While a lot of devices supports SSBO, it doesn’t mean that it’s the best option for that platform, and even more it doesn’t mean it’s a best solution for a specific case (again, changing the way it works on engine side will allow to still implement DOTS, but will also allow implement broader amount of solutions).
While it’s true that Raw and Structured buffers are simillar, raw buffers doesn’t allow driver to optimize load alignment, which is pretty much the case with Structured buffers.
Lifting off the limitation on binding buffer+offset (which is supported on ALL platforms) per fat draw-call (visibility data/batch data) allows to impliement faster GPU culling, without duplicating materials (overhead) and without creating a lot of buffers (even more overhead).
Given that Unity still doesn’t support bindless for some reason, it’s needed to invoke a lot of dispatches (which are also have immense CPU overhead in Unity) to cull multiple buffers, while with buffer+offset scheme it’s totally possible to cull everything in just a couple of dispatches.
Same goes for per-instance (or batch) data. Especially when adding draw instructions for lights, where multiple fat draw calls are needed, because it’s otherwise impossible to specify separate per-split instances.
Also MDI is still not supported while it’s just a matter of hours to implement with native plugin, but ofc native plugin API is limited and can’t access Unity’s compiled PSOs, which require to use tons of hacks.
I mean there’s a base instance id problem on a lot of DX12 devices, but nobody asking to support something unsupported on the current platform, cmon. Having a limited option is much better than have none.
I also don’t understand the limitation on per-fat drawcall (cpu’s one) data. I can only provide 4 bytes per instance (visibility id). Why it’s not possible to provide custom per-instance data, if visibility instances data is still written from CPU to GPU (16B per instance is written). Could be just a nice API with any arbitrary data.

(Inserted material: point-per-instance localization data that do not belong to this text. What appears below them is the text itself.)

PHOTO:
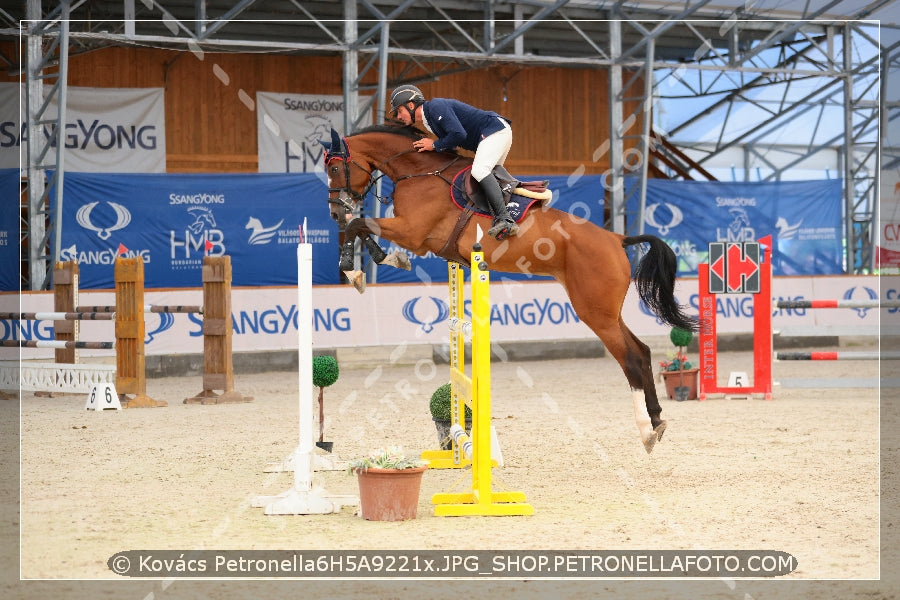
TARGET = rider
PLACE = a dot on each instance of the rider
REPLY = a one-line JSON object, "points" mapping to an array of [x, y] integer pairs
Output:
{"points": [[455, 124]]}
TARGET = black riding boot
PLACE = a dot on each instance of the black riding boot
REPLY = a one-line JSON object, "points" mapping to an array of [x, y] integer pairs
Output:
{"points": [[503, 225]]}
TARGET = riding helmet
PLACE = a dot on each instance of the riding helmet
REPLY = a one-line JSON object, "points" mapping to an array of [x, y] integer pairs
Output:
{"points": [[406, 93]]}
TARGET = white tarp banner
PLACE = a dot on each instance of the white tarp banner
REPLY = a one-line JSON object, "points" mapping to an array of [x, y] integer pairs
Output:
{"points": [[108, 130], [396, 314], [10, 124], [289, 127]]}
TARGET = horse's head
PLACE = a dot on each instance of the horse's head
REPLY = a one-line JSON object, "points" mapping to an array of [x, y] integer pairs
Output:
{"points": [[349, 178]]}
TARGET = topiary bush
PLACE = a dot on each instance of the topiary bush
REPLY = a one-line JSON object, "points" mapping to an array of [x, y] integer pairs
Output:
{"points": [[440, 404], [325, 371], [680, 337]]}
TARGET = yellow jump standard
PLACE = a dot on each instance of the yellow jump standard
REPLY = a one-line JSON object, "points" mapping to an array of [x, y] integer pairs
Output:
{"points": [[475, 391]]}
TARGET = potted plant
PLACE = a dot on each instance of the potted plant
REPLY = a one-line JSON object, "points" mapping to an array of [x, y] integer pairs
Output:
{"points": [[440, 414], [677, 372], [325, 373], [389, 484]]}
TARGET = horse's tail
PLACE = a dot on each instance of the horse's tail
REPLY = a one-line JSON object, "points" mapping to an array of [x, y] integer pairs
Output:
{"points": [[654, 279]]}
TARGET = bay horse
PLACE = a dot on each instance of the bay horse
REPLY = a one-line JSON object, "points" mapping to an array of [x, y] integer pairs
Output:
{"points": [[590, 262]]}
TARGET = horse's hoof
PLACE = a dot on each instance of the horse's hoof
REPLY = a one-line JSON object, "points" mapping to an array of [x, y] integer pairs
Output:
{"points": [[357, 279], [397, 259], [660, 429]]}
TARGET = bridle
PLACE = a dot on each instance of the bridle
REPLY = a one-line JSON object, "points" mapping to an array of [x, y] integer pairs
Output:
{"points": [[348, 198]]}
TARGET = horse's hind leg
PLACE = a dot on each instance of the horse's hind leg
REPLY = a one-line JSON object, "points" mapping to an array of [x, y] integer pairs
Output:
{"points": [[651, 400], [633, 357]]}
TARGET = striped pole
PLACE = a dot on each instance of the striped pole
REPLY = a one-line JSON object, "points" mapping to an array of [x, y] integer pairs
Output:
{"points": [[838, 304], [837, 355], [58, 344], [60, 316], [148, 308]]}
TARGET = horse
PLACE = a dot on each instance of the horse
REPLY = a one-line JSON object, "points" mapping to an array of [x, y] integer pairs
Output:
{"points": [[590, 262]]}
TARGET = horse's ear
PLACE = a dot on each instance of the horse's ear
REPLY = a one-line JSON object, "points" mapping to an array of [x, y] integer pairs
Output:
{"points": [[337, 144]]}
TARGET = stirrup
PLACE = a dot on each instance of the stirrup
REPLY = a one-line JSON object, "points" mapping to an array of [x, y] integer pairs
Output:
{"points": [[503, 228]]}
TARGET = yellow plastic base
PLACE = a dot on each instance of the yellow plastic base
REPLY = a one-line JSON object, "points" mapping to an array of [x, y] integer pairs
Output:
{"points": [[467, 504]]}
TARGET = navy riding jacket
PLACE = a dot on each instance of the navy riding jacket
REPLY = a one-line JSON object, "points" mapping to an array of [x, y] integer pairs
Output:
{"points": [[456, 124]]}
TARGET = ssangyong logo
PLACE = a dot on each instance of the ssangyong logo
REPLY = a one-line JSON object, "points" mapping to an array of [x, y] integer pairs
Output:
{"points": [[675, 220], [866, 294], [413, 313], [84, 218], [166, 321]]}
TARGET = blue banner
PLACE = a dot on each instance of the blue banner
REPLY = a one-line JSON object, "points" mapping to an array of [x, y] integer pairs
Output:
{"points": [[174, 220], [581, 196], [803, 218], [9, 230]]}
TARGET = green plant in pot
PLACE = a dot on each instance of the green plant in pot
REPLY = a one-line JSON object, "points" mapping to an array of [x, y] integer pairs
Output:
{"points": [[440, 414], [325, 373], [684, 385]]}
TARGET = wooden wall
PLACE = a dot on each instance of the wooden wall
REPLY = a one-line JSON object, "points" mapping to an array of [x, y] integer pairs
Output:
{"points": [[559, 115]]}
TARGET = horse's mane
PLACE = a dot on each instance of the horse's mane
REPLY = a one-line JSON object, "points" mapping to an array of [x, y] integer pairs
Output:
{"points": [[408, 131]]}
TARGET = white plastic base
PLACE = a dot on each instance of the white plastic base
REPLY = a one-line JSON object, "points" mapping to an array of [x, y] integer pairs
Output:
{"points": [[297, 502]]}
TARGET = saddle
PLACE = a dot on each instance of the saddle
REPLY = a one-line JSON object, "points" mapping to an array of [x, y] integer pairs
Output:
{"points": [[466, 192]]}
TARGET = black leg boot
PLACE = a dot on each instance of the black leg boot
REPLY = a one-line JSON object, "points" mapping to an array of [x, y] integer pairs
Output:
{"points": [[503, 225]]}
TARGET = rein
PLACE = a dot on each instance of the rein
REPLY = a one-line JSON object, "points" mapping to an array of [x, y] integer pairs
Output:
{"points": [[373, 179]]}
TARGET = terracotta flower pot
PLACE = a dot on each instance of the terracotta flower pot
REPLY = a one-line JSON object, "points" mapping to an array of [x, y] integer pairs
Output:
{"points": [[389, 494], [687, 378]]}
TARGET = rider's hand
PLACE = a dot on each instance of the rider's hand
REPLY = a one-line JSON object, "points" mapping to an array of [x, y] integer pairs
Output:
{"points": [[424, 145]]}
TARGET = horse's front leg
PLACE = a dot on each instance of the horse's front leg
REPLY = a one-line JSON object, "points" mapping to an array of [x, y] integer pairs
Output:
{"points": [[362, 228]]}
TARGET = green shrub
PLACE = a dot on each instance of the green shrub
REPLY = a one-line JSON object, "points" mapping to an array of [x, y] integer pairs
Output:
{"points": [[440, 404], [325, 371]]}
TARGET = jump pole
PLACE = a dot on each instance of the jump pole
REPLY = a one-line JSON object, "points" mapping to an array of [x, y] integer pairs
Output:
{"points": [[218, 363], [481, 500], [304, 498]]}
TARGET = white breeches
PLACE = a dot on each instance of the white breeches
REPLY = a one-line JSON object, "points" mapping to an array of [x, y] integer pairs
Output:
{"points": [[491, 152]]}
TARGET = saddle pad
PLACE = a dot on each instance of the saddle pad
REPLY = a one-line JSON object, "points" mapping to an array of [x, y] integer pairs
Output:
{"points": [[517, 205]]}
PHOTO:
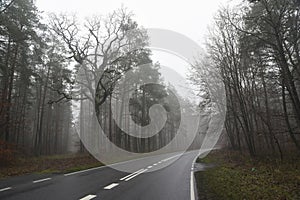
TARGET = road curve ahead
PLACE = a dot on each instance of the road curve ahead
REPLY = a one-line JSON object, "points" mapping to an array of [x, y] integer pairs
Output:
{"points": [[172, 182]]}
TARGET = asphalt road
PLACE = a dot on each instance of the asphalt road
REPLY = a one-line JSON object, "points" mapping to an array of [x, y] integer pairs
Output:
{"points": [[174, 182]]}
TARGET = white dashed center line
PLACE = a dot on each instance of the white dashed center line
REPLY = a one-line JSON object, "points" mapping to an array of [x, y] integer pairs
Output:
{"points": [[136, 175], [111, 186], [131, 174], [88, 197], [41, 180], [5, 189]]}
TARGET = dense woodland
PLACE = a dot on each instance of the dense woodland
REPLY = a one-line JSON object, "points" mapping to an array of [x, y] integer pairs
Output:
{"points": [[255, 45], [50, 83]]}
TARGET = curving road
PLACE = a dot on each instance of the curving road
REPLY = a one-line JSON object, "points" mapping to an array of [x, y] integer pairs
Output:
{"points": [[174, 182]]}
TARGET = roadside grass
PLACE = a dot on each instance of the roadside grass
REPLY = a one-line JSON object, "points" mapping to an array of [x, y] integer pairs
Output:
{"points": [[239, 177], [49, 164]]}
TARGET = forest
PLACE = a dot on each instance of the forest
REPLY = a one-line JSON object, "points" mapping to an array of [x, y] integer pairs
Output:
{"points": [[51, 91]]}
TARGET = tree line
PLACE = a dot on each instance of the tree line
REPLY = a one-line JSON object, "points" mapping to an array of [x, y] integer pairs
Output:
{"points": [[255, 46]]}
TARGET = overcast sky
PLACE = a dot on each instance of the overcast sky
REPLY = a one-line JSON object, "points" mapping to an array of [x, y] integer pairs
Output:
{"points": [[189, 17]]}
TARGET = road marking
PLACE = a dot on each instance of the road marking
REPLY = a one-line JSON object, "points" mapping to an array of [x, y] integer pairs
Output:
{"points": [[88, 197], [136, 175], [164, 160], [5, 189], [192, 189], [111, 186], [131, 174], [86, 170], [41, 180]]}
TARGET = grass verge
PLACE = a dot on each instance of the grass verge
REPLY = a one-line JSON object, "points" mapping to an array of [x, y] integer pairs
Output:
{"points": [[239, 177]]}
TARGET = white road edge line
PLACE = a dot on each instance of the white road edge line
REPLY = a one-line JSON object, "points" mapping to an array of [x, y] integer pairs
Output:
{"points": [[131, 174], [41, 180], [86, 170], [5, 189], [192, 180], [136, 175], [111, 186], [88, 197]]}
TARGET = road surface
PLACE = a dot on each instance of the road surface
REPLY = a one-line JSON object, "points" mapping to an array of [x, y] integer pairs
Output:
{"points": [[174, 182]]}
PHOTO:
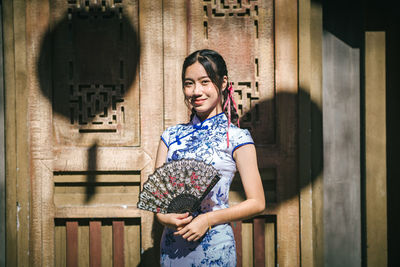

Per-fat-drawcall SRV bindings would be an OP to use, for the use cases where custom light/refprobe/lightprobe/other volumes make sense (I have some people suffering from that and it require tons of effort to do with hacks). Same for per-fat-drawcall const buffer bindings.
The solution I’ve implemented used to make instancing not on per-material basis, but contrary to GRD more closely to per-instance properties, and I use AoS instead of SoA (contrary to DOTS) for better cache coherency and less overheady loads (less indirections) since texture load cache is not infinite.
Also Unity for some reason doesn’t support copying part of the buffer to another part of the buffer, which is supported across all platforms existing nowadays which support buffers.
P.S. I’m sorry if my critique sound harsh, it’s mostly because of frustration and knowledge that there are more far better options in a form of low-hanging fruits, which wouldn’t take long to implement.
I love the engine and want to prosper and be used more frequently by higher grade of developers.